Her clothes were good; her hair was burnished; her hands were white; her man worshipped like the other women’s men.
She was once more, after that long, that humble and tearful abdication, at the zenith of her power.
* * * * *
They did not rise from their table until nearly three o’clock. Twice she had asked: “How about the firm?” and twice he had answered irreverently: “Let them be hanged!” He looked into her eyes wondering and hoping, but in their clearness read no promise. He tried to lead their talk round to the one subject which pervaded and appalled him, but each time that he drove in his wedge of reference she shook her head at him, smiled and closed her lips, as a woman saying: “You don’t talk me over in this world or the next.”
But when he reminded her “It was here, to this very table, that I took you, on your birthday before last,” she joined him in reminiscence.
“And I was miserable, envying every woman I saw, ashamed of my frock and my hands and my old shoes; ashamed of everything. I knew I couldn’t compete.”
“You could compete with any woman in the world.” He cast a deprecating look around them.
“I couldn’t then. There was a woman I specially envied, I remember, an actress whose name you knew. How long ago it seems.”

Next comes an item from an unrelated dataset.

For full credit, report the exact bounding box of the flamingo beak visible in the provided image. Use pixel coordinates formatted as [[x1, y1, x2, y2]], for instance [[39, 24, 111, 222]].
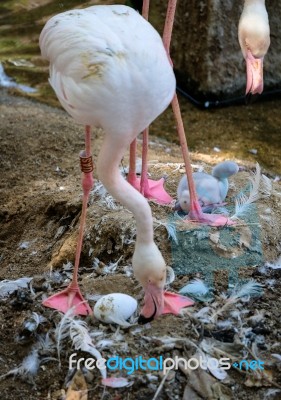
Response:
[[138, 283, 164, 324], [246, 50, 263, 95]]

“Only a year and a half,” he replied quickly, plunging into a side issue.
“You admired her,” she said curiously, “didn’t you?”
He lied: “I don’t remember.”
“I do,” she said. “I used to pray about you—that woman was in my mind when I prayed, and asked God to make you admire me for the children I’d borne, and not to let you see how old and ugly I should grow. Doesn’t it seem funny?”
“It’s not at all funny,” he said, his eyes on the tablecloth. “I’m sorry you—if you’d told me—talked to me—”
“You’d have thought me more of a whining wife than ever.”
“Well, it’s over, anyway. Won’t you forget it?”
“I’m just delighted to forget it. But there’s a kind of joy in remembering all the same, such as a man feels in thinking of his starvation early days after he’s made himself rich.”